Au-delà de son évidente virtuosité, la filmographie d’Ulrich Seidl est un support passionnant pour questionner l’éthique au cinéma. Si certains voient le réalisateur comme un être en souffrance face à la détresse humaine, il est difficile de ne pas lui reconnaître un certain goût pour la moquerie. Le paroxysme du sadisme avait été atteint en 2014 avec Sous-sols, dans lequel la caméra se délectait d’exhiber les déviances de ses acteurs sans jamais tenter de les comprendre.
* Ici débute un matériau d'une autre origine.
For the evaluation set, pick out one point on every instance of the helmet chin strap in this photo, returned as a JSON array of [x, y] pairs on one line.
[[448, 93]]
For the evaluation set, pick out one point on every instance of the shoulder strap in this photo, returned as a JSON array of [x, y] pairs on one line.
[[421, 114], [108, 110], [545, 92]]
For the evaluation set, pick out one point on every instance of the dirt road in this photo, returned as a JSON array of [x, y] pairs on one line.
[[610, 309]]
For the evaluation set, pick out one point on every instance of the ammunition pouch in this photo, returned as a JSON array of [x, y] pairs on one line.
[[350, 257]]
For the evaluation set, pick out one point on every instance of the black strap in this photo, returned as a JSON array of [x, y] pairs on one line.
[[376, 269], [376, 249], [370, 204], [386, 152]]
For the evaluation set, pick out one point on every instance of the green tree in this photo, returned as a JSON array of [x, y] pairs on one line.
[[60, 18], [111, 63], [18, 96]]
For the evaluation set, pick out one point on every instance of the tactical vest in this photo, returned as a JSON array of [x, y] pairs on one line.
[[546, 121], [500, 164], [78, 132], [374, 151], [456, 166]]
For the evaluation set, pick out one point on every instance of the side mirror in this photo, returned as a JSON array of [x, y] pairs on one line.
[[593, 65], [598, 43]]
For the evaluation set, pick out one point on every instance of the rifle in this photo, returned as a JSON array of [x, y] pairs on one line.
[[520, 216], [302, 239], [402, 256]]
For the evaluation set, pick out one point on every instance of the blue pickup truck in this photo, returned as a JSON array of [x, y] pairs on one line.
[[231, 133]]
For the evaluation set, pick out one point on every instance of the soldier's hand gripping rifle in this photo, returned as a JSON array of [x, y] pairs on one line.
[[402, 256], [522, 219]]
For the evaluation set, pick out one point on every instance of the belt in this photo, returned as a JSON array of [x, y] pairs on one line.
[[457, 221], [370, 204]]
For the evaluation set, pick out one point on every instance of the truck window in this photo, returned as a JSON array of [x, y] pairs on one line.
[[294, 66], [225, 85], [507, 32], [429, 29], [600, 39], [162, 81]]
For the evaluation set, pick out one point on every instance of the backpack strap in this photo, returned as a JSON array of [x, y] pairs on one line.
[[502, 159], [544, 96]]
Paradoxalement, c’est dans la fiction que le cinéaste est le plus tendre, en témoigne la trilogie Amour : chaque personnage est repoussant à sa façon, mais les rapports de domination pèsent sur eux avec une telle violence qu’on se refuse de les juger.
À l’image de Hong Sang-soo, Ulrich Seidl répète une seule et même formule qu’il décline en de discrètes variations : regard désabusé et nihiliste sur le monde, protagoniste marginal dans un univers visuel marqué, longs plans fixes distanciés ou caméra à l’épaule, collée aux personnages ; en somme, une montée en puissance dans la perversité. C’est donc un cinéma extrêmement codifié qui retrouve une certaine pureté dans sa façon de transmettre une vision du monde : tout est une question de regard, de rapport à ses personnages et de situations.
La principale originalité de ce Rimini, est de se retrouver avec un protagoniste moins repoussant qu’à l’accoutumée. Ce gigolo-chanteur est effectivement un artiste raté, mais sa sincérité émeut plus qu’elle ne consterne ; on se moque bien plus de ses groupies qui le traitent comme une bête de foire et le fétichisent. Le personnage est présenté endeuillé et en famille, complice avec son frère et accompagnant son père atteint de démence. Sa réaction quand il retrouve sa fille est lâche mais parfaitement humaine, c’est un père rongé par les regrets. On ne peut lui reprocher que deux choses : son racisme, constamment désamorcé par l’humour, et son mépris parfaitement compréhensible envers certaines de ses clientes.
Il serait donc faux de prétendre qu’Ulrich Seidl cherche uniquement à humilier Richie. Si la mise en scène est distante et les scènes de sexe sont sans désir, c’est car nous sommes avant tout dans un cinéma qui explore les rapports de domination. La ville de Rimini, station balnéaire hors-saison, est filmée comme un désert sordide aux horizons limités. Le personnage exploite son peu de gloire pour vendre son corps, en recherche constante d’argent. Il y a évidemment une certaine outrance, mais elle est ne sert qu’à retranscrire la souffrance et ne tombe jamais dans le spectaculaire : lorsque Richie sombre dans l’immoralité, c’est presque en coup de vent, précédant une conclusion douce-amère.
Une fois de plus, Ulrich Seidl raconte comment la dureté de la vie rend les Hommes dégueulasses et dépeint un monde où tout n’est que solitude, détresse et regrets. La sexualité ne joue pas le rôle d’exutoire, mais devient au contraire le reflet de cette misère humaine. On peut se réjouir qu’un cinéaste désormais habitué aux grands festivals garde sa virulence et sa radicalité sans tomber dans une posture moraliste de bas étage.
Rimini / De Ulrich Seidl / Avec Michael Thomas, Tessa Göttlicher, Hans-Michael Rehberg / 1h56 / Autriche, Allemagne, France / Sortie le 23 novembre 2022.